PlotBstsCoefficients(bsts_model)

畫圖：

result = CausalImpact(bsts.model = bsts_model, 
                      post.period.response = post_period_dtu)
summary(result)

## Posterior inference {CausalImpact}
## 
##                          Average        Cumulative      
## Actual                   3642           156610          
## Prediction (s.d.)        3492 (NA)      150141 (NA)     
## 95% CI                   [3495, 3495]   [150267, 150267]
##                                                         
## Absolute effect (s.d.)   150 (NA)       6469 (NA)       
## 95% CI                   [148, 148]     [6343, 6343]    
##                                                         
## Relative effect (s.d.)   4.2% (NA%)     4.2% (NA%)      
## 95% CI                   [4.2%, 4.2%]   [4.2%, 4.2%]    
## 
## Posterior tail-area probability p:   0.5
## Posterior prob. of a causal effect:  50%
## 
## For more details, type: summary(impact, "report")

plot(result)

Figure 3.3: Causal Impact

3.4 小結

BSTS 需要三種資料、先驗資訊，可以很快用套件估計。
另外一個實例。

4 Matching

第二種方法是配對。如果在兩個時間點配對兩個觀察值，就可以估計兩個時間點之間的因果關係(DiD)。
已經有PanelMatch這個套件執行以上的方法。
詳細見Erik Wang演講。

4.1 PanelMatch套件

例子：民主與經濟成長的關係(Acemoglu et al., 2019)
- 估計年度以及鄉鎮的固定效果(FE)模型。
- 刺激變數是民主與否。
- 用PanelMatch套件顯示資料結構，紅色代表民主的狀態，藍色代表非民主的狀態：

library(PanelMatch)
DisplayTreatment(unit.id = "wbcode2",
                     time.id = "year", legend.position = "none",
                     xlab = "year", ylab = "Country Code",
                     treatment = "dem", data = dem)

Figure 4.1: 民主與否的資料

圖4.1顯示，有些國家很早民主化，有些國家很晚。有些國家從非民主化轉型為民主化，有些國家則從民主化回到威權政體。
可以考慮 within-unit over-time variation, within-time across-units variation, variation in the timing of treatment.
FE模型的係數跟difference-in-difference(DiD)的估計結果不對等，除非只有兩個時間點，但是我們的資料可能橫跨許多時間點。

4.2 估計

在這個模型中，我們允許\(L=2,\ldots\)，代表接收刺激後效果延遲出現的時間點可以至少有2。同時允許\(F=0,1,\ldots\)，也就是效果發生後，對於往後幾年的影響。
當政策\(X\)從0變成1時的平均效果ATT的表示方式：

\[ \delta(F, L)=\left\{Y_{i,t+F}\left(X_{it}=1,X_{i,t+1}=0,\{X_{i,t-\ell}\}_{\ell=2}^L\right)-Y_{i,t+F}\left(X_{it}=0,X_{i,t-1}=0,\{X_{i,t-\ell}\}_{\ell=2}^L\right)\mid X_{it}=1,X_{i,t-1}=0\right\} \]

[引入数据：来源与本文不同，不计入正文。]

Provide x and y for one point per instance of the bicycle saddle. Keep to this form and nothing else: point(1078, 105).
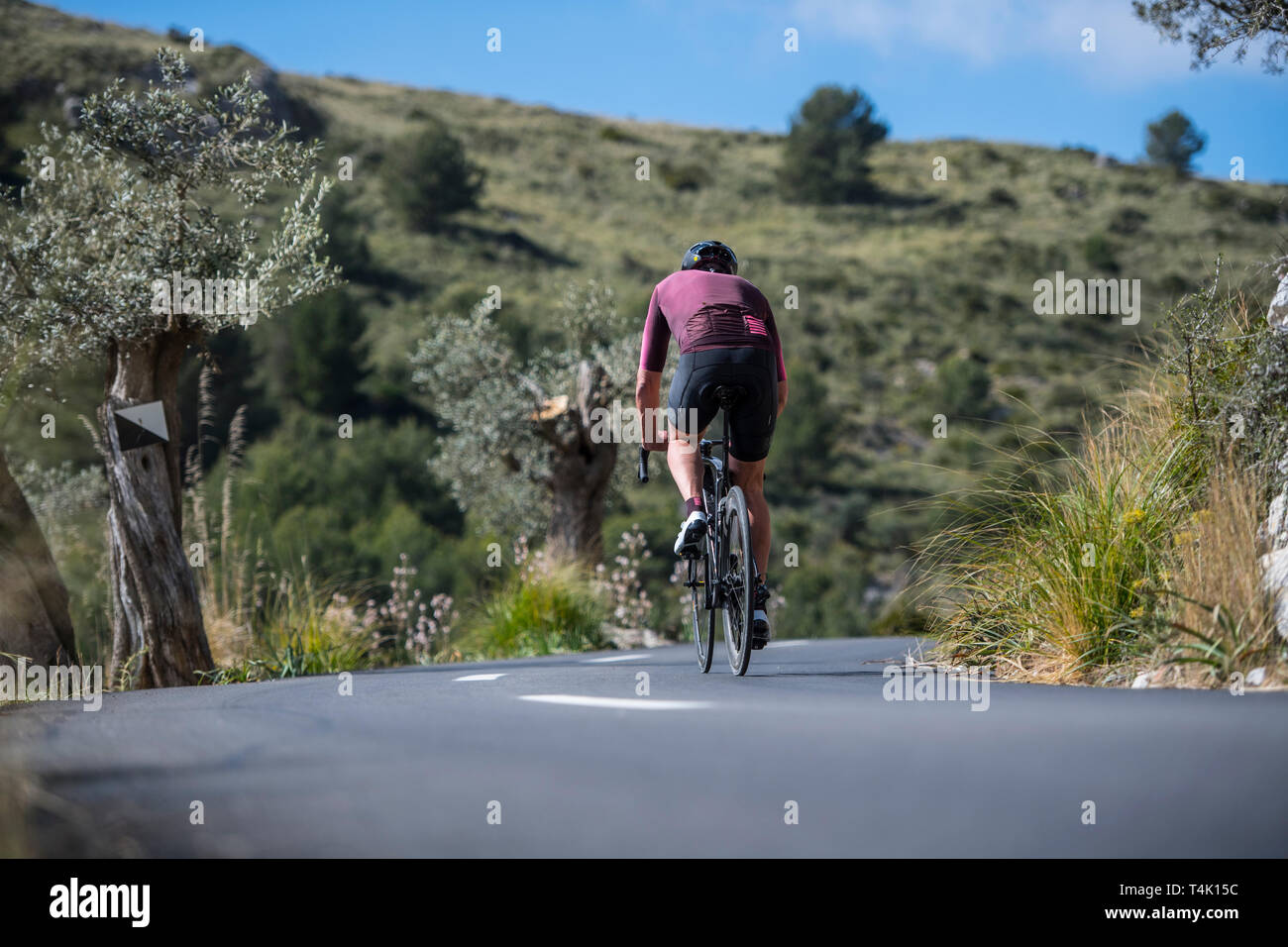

假設沒有外溢效果(spillover effect)、在L時期有延遲效果(carryover effect)、有條件的平行趨勢(parallel trend after conditioning)

\[ \mathbb{E}[Y_{i,t+F}\left(X_{it}=X_{i,t-1}=1,\{X_{i,t-\ell}\}_{\ell=2}^L\right)-Y_{i,t-1}\mid X_{it}=0,X_{i,t-1}=1,\{X_{i,t-\ell},Y_{i,t-\ell}\}_{\ell=2}^L,\{\textrm{Z}_{i,t-\ell}\}_{\ell=0}^L]\\ =\mathbb{E}[Y_{i,t+F}\left(X_{it}=X_{i,t-1}=1,\{X_{i,t-\ell}\}_{\ell=2}^L\right)-Y_{i,t-1}\mid X_{it}=1,X_{i,t-1}=0,\{X_{i,t-\ell},Y_{i,t-\ell}\}_{\ell=2}^L,\{\textrm{Z}_{i,t-\ell}\}_{\ell=0}^L] \]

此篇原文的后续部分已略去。